I have a really soft spot in my heart for diners, most likely a result of how much time I spent in them growing up. On weekends when I was a kid, my parents and I would go to the Aster Diner with some other families from the neighborhood and feast on pancakes, eggs, hash browns, and scrapple (ok, only my dad ordered the scrapple - the thought of it still makes my stomach churn). We kids loved picking songs from the mini-jukeboxes in each booth, or trying our luck at winning toys from the machine in the vestibule, or absconding the sugar packets when our parents ordered coffee (I'm still unclear on why we thought that last bit was fun). The parents probably enjoyed not having to cook - I recall that they had a variety of unpleasant nicknames for the diner ("Geezerville" and "The Aster Disaster" were among them), so I guess they weren't huge fans of the food. But it's not usually the quality of the food that draws people to diners, is it? Folks come for the atmosphere, for a cozy place to spend some time with friends and drink bottomless cups of coffee, all without breaking the bank.

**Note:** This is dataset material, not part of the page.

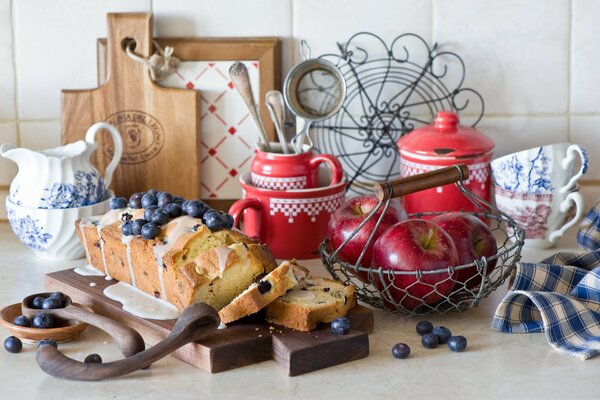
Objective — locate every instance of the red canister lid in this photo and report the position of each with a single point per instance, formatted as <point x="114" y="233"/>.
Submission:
<point x="446" y="138"/>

As an adult with a strong interest in food (read: I have watched all of those Netflix food documentaries, and they were terrifying), I am now much more particular about the quality of the food I eat and where that food is sourced from. While it's easy now to find responsibly sourced, natural foods in grocery stores across the U.S., finding a restaurant that serves that type of food is a rare treat.

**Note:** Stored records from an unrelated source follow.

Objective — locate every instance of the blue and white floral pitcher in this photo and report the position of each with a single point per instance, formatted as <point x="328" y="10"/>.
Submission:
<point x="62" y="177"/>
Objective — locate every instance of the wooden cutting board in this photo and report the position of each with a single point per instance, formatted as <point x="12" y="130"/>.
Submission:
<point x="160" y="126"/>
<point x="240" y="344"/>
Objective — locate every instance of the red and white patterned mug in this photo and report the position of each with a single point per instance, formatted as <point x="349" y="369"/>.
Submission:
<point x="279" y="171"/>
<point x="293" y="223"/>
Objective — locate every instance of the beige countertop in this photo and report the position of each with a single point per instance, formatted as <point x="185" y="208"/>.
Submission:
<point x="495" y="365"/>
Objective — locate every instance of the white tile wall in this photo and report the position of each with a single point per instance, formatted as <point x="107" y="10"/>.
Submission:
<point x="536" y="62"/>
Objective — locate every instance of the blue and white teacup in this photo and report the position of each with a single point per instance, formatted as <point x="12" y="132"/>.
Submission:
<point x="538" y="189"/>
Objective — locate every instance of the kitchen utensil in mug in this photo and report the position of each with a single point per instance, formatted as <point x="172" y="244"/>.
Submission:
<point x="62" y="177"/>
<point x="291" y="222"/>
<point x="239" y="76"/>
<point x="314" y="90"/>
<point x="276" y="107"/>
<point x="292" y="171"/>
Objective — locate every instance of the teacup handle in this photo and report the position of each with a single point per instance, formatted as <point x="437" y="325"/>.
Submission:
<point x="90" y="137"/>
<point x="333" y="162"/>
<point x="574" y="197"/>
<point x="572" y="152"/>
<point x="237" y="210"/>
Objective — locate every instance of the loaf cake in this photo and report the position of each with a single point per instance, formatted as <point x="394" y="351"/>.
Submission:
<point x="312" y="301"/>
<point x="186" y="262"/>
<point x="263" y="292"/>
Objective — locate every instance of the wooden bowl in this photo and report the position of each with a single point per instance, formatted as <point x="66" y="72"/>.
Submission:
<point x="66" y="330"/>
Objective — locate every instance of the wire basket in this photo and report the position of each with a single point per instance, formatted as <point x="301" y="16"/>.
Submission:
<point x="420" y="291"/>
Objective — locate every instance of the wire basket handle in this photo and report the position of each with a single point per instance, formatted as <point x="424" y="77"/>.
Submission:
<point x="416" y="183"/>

So, knowing all this, you can probably guess that I am all about the concept behind Ingo's Tasty Diner. Take one neighborhood diner, dress it up all pretty, and serve awesome farm-to-table ingredients like organic eggs and Mary's chicken - sign me up! Ingo's has been on my must-try list for a while now, and a few weeks ago I finally had the opportunity to visit with some friends from out of town.

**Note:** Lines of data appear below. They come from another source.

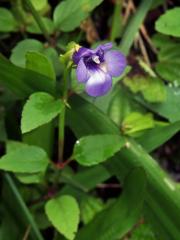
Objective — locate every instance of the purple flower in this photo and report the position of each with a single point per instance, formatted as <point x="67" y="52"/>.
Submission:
<point x="96" y="68"/>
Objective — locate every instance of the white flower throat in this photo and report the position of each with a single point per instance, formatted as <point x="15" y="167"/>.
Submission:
<point x="96" y="59"/>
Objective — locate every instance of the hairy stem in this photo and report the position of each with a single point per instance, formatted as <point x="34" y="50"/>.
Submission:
<point x="38" y="19"/>
<point x="62" y="115"/>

Ingo's Tasty Diner is located in a 70-year-old Santa Monica historical landmark on Wilshire, formerly home to a diner called Callahan's. The diner's bones are still clearly visible here in the curved countertop bar and the cozy booth seats, but it's been given a modern makeover with vibrant art, elegantly simple light fixtures, and a huge chalkboard menu. It's managed to retain that cozy diner atmosphere, but with added polish and flair. Delightfully, on a late Saturday morning, we were seated immediately - a fact that did strike us as a bit surprising given how popular Ingo's seems to be on Instagram and Yelp. But hey, I'm not complaining.
We began our brunch with some beverages - a lemonade for my friend, and a cocktail for me. The lemonade took us by (pleasant) surprise, shaken with egg white for a light layer of foam on top, and perfectly tart and refreshing. I chose "The Greyhound" cocktail, a lively mix of Ford's gin, fresh grapefruit, lemon, and mint. Refreshing, light, and vibrant, it was a perfect brunch accompaniment.
The brunch menu at Ingo's boasts a hearty selection of breakfast items, as well as a larger lunch-like offering than you'll find on most brunch menus including salads, soups, and burgers. We gravitated toward the breakfast section, lured in by their takes on classic dishes.
The Farmer's Market Scramble highlighted the fresh, local vegetables that the restaurant sources from Santa Monica Farmer's Market vendors. The dish was simple and (dare I say it?) tasty, featuring delicata squash, goat cheese, and swiss chard. And we can always appreciate a meal that includes some leafy greens.
As a sucker for the sweet vs. savory dichotomy, I couldn't help but be drawn to the Crispy Chicken and Crepes, and it did not disappoint. The fried Jidori chicken was perfectly cooked, crisp on the outside, moist on the inside, and not at all oily. The crepes were delightfully moist and eggy, providing a pleasantly soft texture contrast to the crispy chicken. Seasonal persimmons and berries graced the top of this pile of deliciousness, and a drizzle of local honey added a touch of sweetness to each bite.
Shakshuka is always an appealing brunch option, especially as we're approaching "winter" here in L.A. Ingo's version of this spiced tomato-and-egg dish includes harissa and lebni, as well as optional merguez sausage. Served with crispy toast to soak up the delightfully spicy tomato gravy and the runny braised eggs, this dish was hearty and offered a pleasant balance of flavors and textures.
At our server's suggestion, we also ordered a side of hash browns to share, which was absolutely a good move. Baked and served in a small skillet and garnished with sour cream and chives, these were crispy on the outside and soft and warm on the inside. Basically, perfect. Seriously, order them.
Oh, and are you one of those people who loves a dessert after brunch, but forgets to leave room because you're too busy tucking into your delicious egg-stravaganza? I hear you. And so did Ingo's! On the way out, you can cruise by the plate of salted chocolate chip cookies for the perfect bite of a little something sweet.
Friends, Ingo's Tasty Diner pulled at my heart strings. Between that familiar diner feel and the thoughtful, feel-good food, they knew exactly how to win me over. It may not serve scrapple (again, ew) or have a toy machine and little jukeboxes in the booths, but Ingo's is helping to fill that little hole in my heart that appeared when the Aster closed up shop.